The NLP algorithm identified PHN cases with a 90.9% sensitivity, 98.5% specificity, 82% PPV, and 99.3% NPV. The composite scores of the NLP algorithm were 0.89 (F-score) and 0.85 (MCC). The prevalences of PHN in the validation data were 6.9% (reference standard), 7.6% (NLP), and 5.4%-13.1% (code-based). The code-based methods achieved a 52.7%-61.8% sensitivity, 89.8%-98.4% specificity, 27.6%-72.1% PPV, and 96.3%-97.1% NPV. The F-scores and MCCs ranged between 0.45 and 0.59 and between 0.32 and 0.61, respectively.
The automated NLP-based approach identified PHN cases from the EHR with good accuracy. This method could be useful in population-based PHN research.
诊断编码和处方数据被用于算法中以识别带状疱疹后神经痛(PHN),这是带状疱疹(HZ)一种使人衰弱的并发症。由于编码和处方数据的准确性存疑,有时会采用人工病历审查来在电子健康记录(EHR)中识别PHN,这可能成本高昂且耗时。
本研究旨在开发并验证一种自然语言处理(NLP)算法,用于从非结构化的EHR数据中自动识别PHN,并将其性能与基于编码的方法进行比较。
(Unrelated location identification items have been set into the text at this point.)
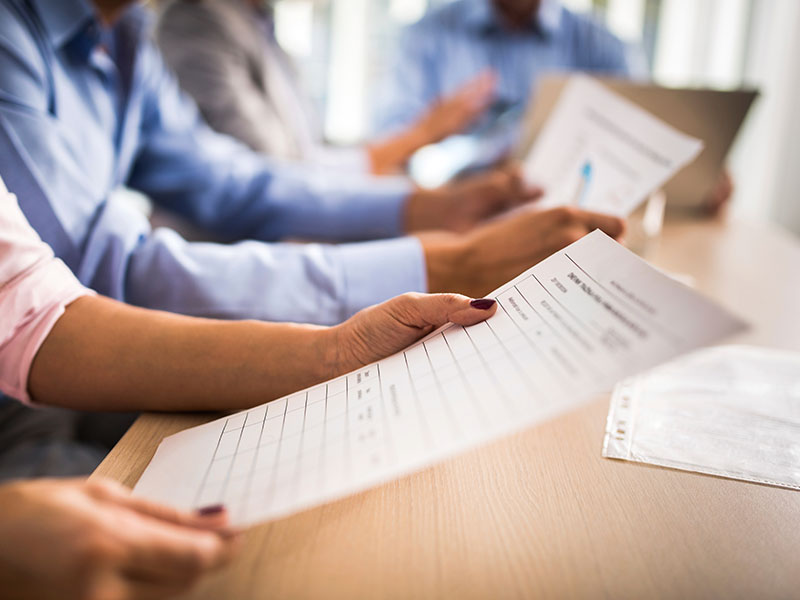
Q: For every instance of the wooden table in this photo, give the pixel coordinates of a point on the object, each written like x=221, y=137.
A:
x=541, y=514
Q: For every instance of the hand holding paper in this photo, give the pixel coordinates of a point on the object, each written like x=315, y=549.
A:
x=566, y=329
x=629, y=152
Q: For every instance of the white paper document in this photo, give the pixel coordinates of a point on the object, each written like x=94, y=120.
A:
x=732, y=411
x=604, y=153
x=566, y=329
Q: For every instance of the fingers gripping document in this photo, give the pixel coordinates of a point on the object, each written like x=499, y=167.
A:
x=566, y=329
x=593, y=131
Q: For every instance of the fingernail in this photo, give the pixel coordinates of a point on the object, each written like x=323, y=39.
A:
x=482, y=303
x=207, y=511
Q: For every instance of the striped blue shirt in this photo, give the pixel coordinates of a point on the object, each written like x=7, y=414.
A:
x=454, y=43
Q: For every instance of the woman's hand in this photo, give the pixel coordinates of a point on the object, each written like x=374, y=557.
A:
x=381, y=330
x=78, y=539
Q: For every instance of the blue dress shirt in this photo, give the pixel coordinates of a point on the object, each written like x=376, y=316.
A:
x=85, y=109
x=458, y=41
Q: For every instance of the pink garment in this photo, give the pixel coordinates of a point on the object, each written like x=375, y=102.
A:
x=35, y=287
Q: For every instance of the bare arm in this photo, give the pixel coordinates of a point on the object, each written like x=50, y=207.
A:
x=104, y=355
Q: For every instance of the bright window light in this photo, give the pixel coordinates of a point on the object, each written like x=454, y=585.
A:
x=407, y=11
x=294, y=26
x=626, y=18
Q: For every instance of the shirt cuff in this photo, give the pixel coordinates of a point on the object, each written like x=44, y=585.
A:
x=352, y=160
x=377, y=271
x=34, y=305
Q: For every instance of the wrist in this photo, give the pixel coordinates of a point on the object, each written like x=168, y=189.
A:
x=334, y=360
x=447, y=262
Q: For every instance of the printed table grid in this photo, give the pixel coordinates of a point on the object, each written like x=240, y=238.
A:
x=277, y=454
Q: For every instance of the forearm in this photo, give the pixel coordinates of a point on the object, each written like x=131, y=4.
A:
x=105, y=355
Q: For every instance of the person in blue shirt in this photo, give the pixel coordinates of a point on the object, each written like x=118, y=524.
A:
x=86, y=105
x=517, y=40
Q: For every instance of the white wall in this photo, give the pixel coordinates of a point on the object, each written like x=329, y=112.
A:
x=767, y=159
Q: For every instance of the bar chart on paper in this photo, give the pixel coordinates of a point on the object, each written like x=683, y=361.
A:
x=566, y=329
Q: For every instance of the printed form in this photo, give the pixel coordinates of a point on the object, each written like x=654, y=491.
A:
x=565, y=330
x=604, y=153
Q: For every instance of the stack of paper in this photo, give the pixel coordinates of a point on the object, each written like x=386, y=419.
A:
x=732, y=411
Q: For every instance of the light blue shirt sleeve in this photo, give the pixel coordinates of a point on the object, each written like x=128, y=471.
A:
x=62, y=180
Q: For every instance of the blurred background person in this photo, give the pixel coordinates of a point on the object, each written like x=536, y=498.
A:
x=517, y=41
x=226, y=56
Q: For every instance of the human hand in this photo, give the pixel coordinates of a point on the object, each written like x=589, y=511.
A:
x=463, y=204
x=381, y=330
x=452, y=114
x=78, y=539
x=490, y=255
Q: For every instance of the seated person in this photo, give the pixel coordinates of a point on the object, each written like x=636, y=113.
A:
x=86, y=105
x=62, y=345
x=226, y=56
x=517, y=41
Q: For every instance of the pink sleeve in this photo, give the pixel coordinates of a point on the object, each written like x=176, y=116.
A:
x=35, y=287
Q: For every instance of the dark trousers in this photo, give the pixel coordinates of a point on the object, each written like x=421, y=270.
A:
x=55, y=442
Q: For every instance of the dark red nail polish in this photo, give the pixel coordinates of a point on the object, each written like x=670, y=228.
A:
x=482, y=303
x=207, y=511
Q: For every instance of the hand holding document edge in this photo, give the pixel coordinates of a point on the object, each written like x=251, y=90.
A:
x=567, y=328
x=629, y=152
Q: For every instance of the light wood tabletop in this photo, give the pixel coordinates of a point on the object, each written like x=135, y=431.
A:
x=541, y=514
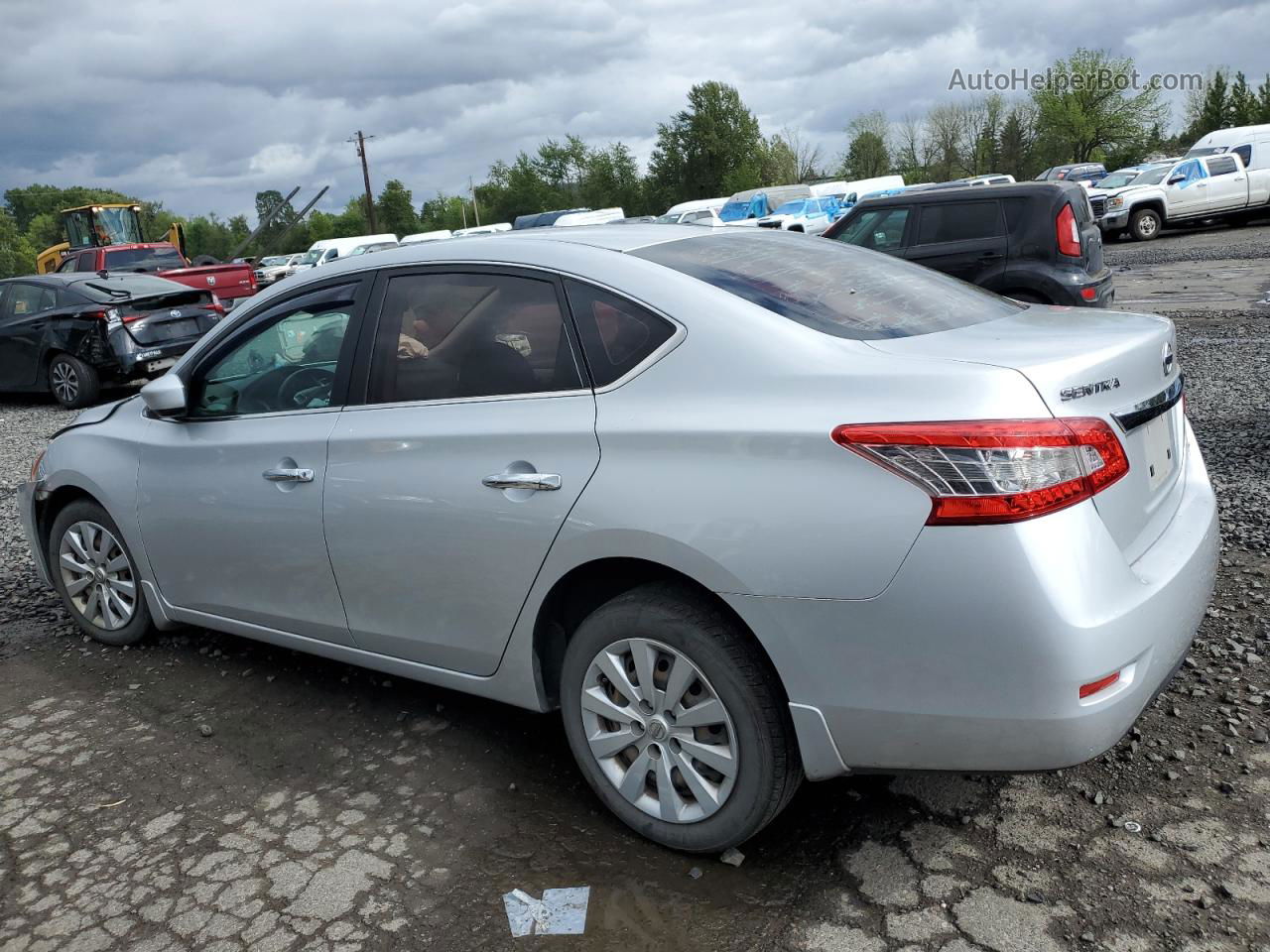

这项回顾性研究使用了南加州凯撒医疗集团的EHR数据,该集团是一个大型综合医疗系统,服务超过480万会员。源人群包括年龄≥50岁、在2018年至2020年期间接受过首次HZ诊断及相应抗病毒处方且在首次HZ诊断后90 - 180天内有≥1次就诊的会员。研究团队人工审查了EHR并识别出PHN病例。为了进行NLP开发和验证,分别从源人群中随机抽取了500个和800个样本。以病历审查结果作为参考标准,评估NLP和基于编码的方法的灵敏度、特异度、阳性预测值(PPV)、阴性预测值(NPV)、F分数和马修斯相关系数(MCC)。
NLP算法识别PHN病例的灵敏度为90.9%,特异度为98.5%,PPV为82%,NPV为99.3%。NLP算法的综合评分为0.89(F分数)和0.85(MCC)。验证数据中PHN的患病率分别为6.9%(参考标准)、7.6%(NLP)和5.4% - 13.1%(基于编码的方法)。基于编码的方法的灵敏度为52.7% - 61.8%,特异度为89.8% - 98.4%,PPV为27.6% - 72.1%,NPV为96.3% - 97.1%。F分数和MCC分别在0.45至0.59以及0.32至0.61之间。
基于NLP的自动化方法能以较高的准确性从EHR中识别出PHN病例。该方法可能对基于人群的PHN研究有用。